Dans ces grandes lignes, l’économie togolaise se présente actuellement avec les traits de visage d’un grand malade : son PIB, de 289,6 milliards de francs CFA en 2002 passerait à 298,5 milliards en 2003. Elle affiche un taux de croissance de 4,2 % et de 3,1 % au cours de la même période. La dette extérieure est de 890,2 milliards en 2002 et on prévoit 876,6 milliards pour 2003 avec un service de la dette passant de 48,1 % à 52,2 % dans la même période. Par rapport au PIB, l’encours de la dette extérieure atteint 87,1 % en 2002 et 82,1 % en 2003. Le taux d’inflation prévoit 0,6 % pour 2003 contre 3,1 % et 2,1 % respectivement en 2002 et 2001. La dette intérieure dont on parle rarement était de 275,7 milliards en 2002. En 2001, le Togo n’a été capable de rembourser que 125 milliards sur 144,1 milliards de sa dette extérieure, etc. On peut continuer à aligner indéfiniment ces chiffres astronomiques à propos desquels on peut légitimement s’interroger sur leur fiabilité. Car depuis belle lurette, le Togo ne dispose plus de service de statistiques digne de ce nom, et les chiffres sont bidonnés en fonction des intérêts en présence. Ils diffèrent selon que l’Etat bandit veut s’adresser aux institutions de Bretton Woods, à l’Union européenne, à la Banque centrale des Etats de l’Afrique de l’Ouest, aux institutions de la CEDEAO, etc. C’est ce qui se passe dans le domaine de la scolarité où les chiffres sont exagérément gonflés pour magnifier l’effort accompli en ce domaine, alors que la réalité est désolante, effrayante et sordide. Il en est de même du sida pour lequel depuis le début des années 1980 on camoufle l’accablante réalité en diminuant considérablement le taux de prévalence, pour ne pas faire fuir le touriste !

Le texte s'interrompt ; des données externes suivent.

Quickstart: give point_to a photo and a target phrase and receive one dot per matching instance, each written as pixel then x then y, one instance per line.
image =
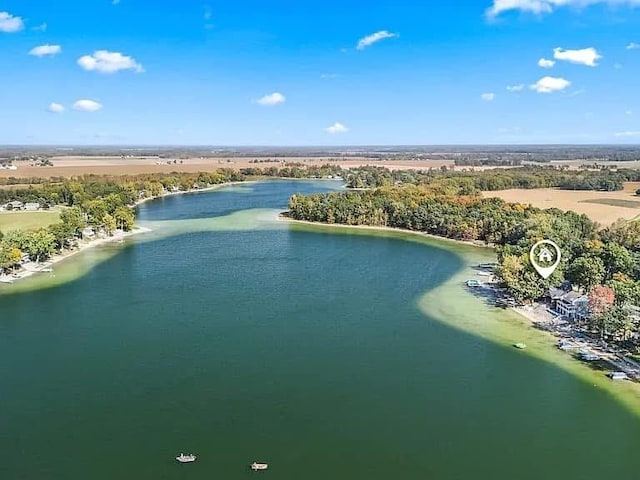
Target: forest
pixel 602 263
pixel 470 181
pixel 105 203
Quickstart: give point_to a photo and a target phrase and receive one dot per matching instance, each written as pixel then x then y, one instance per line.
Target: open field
pixel 70 166
pixel 27 220
pixel 603 207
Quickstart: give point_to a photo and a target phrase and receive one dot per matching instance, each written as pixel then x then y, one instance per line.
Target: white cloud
pixel 584 56
pixel 628 134
pixel 55 108
pixel 9 23
pixel 374 38
pixel 45 50
pixel 545 63
pixel 271 99
pixel 336 128
pixel 87 106
pixel 548 6
pixel 104 61
pixel 550 84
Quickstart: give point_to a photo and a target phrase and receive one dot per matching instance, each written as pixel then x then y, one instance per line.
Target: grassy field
pixel 27 220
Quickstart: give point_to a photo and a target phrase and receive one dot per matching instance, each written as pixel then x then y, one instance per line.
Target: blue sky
pixel 319 73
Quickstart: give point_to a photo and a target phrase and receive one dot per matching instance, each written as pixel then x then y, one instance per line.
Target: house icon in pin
pixel 545 255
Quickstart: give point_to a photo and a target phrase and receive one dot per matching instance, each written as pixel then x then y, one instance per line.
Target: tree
pixel 96 210
pixel 74 219
pixel 601 299
pixel 524 284
pixel 626 289
pixel 124 218
pixel 617 259
pixel 9 256
pixel 586 272
pixel 109 224
pixel 41 244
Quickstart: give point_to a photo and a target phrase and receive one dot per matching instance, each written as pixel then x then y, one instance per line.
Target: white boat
pixel 182 458
pixel 589 357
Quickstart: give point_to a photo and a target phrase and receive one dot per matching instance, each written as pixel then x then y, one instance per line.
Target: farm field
pixel 71 166
pixel 603 207
pixel 27 220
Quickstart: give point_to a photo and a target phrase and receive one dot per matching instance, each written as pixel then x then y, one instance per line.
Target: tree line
pixel 105 203
pixel 602 263
pixel 469 182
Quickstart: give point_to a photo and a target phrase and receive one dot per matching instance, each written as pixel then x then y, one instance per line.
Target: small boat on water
pixel 182 458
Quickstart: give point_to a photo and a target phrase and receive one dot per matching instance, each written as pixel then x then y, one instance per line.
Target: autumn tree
pixel 586 272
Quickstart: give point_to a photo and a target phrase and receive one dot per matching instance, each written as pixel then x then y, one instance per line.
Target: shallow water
pixel 243 338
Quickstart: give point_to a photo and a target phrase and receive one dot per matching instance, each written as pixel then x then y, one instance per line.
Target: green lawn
pixel 27 220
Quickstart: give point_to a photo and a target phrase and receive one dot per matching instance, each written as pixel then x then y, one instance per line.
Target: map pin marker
pixel 545 257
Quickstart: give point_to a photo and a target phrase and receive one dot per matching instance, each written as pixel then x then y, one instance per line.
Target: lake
pixel 238 337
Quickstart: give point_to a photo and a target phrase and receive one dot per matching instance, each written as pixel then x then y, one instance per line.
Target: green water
pixel 238 337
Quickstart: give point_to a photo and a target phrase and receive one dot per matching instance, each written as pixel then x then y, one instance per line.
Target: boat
pixel 589 357
pixel 566 345
pixel 182 458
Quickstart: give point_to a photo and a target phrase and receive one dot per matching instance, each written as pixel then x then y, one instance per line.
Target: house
pixel 573 305
pixel 88 233
pixel 545 255
pixel 15 205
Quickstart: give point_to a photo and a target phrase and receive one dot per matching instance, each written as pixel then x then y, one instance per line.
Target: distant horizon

Cela dit, les difficultés de l’économie togolaise ne datent pas des années 1990 comme le pouvoir bandit le fait accroire en les mettant sur le dos de la démocratisation et de l’opposition. La panne de l’économie togolaise date en réalité du début des années 1980 où le pays n’arrive plus à rembourser ses dettes contractées auprès des bailleurs de fonds une décennie plus tôt pour se lancer dans la fameuse « politique des grands travaux » tapageuse et totalement irrationnelle qui a accouché au final d’éléphants blancs. Les vestiges de cette période héroïque jonchent encore le sol togolais : aciéries, raffineries, cimenteries, parcs de tracteurs immobilisés (résultat de la politique agrofoncière), hôtels de standing vides, banques imposantes désargentées, etc. Si ce développement albo-éléphantesque a permis à la classe bandite de s’enrichir grâce aux diverses commissions qu’elle touchait sur ces réalisations monstrueuses, les Togolais, qui croyaient au mirage du « Togo, Suisse de l’Afrique » qu’on leur faisait miroiter (ce slogan date d’ailleurs de 1961 avec S. Olympio), doivent trinquer maintenant pour rembourser toutes ces folies dantesques de la Bande. En tout cas, en 2001, le pays de la Bande est classé au 141è rang sur 175 pays pour son indicateur du développement humain et se réjouit bruyamment d’avoir surclassé les derniers. Il doit aussi se réjouir sans aucun doute de voir l’espérance de vie à la naissance tomber de 50 ans en 1960 à 39 ans en 2002 et de recevoir de moins en moins d’investissements directs étrangers.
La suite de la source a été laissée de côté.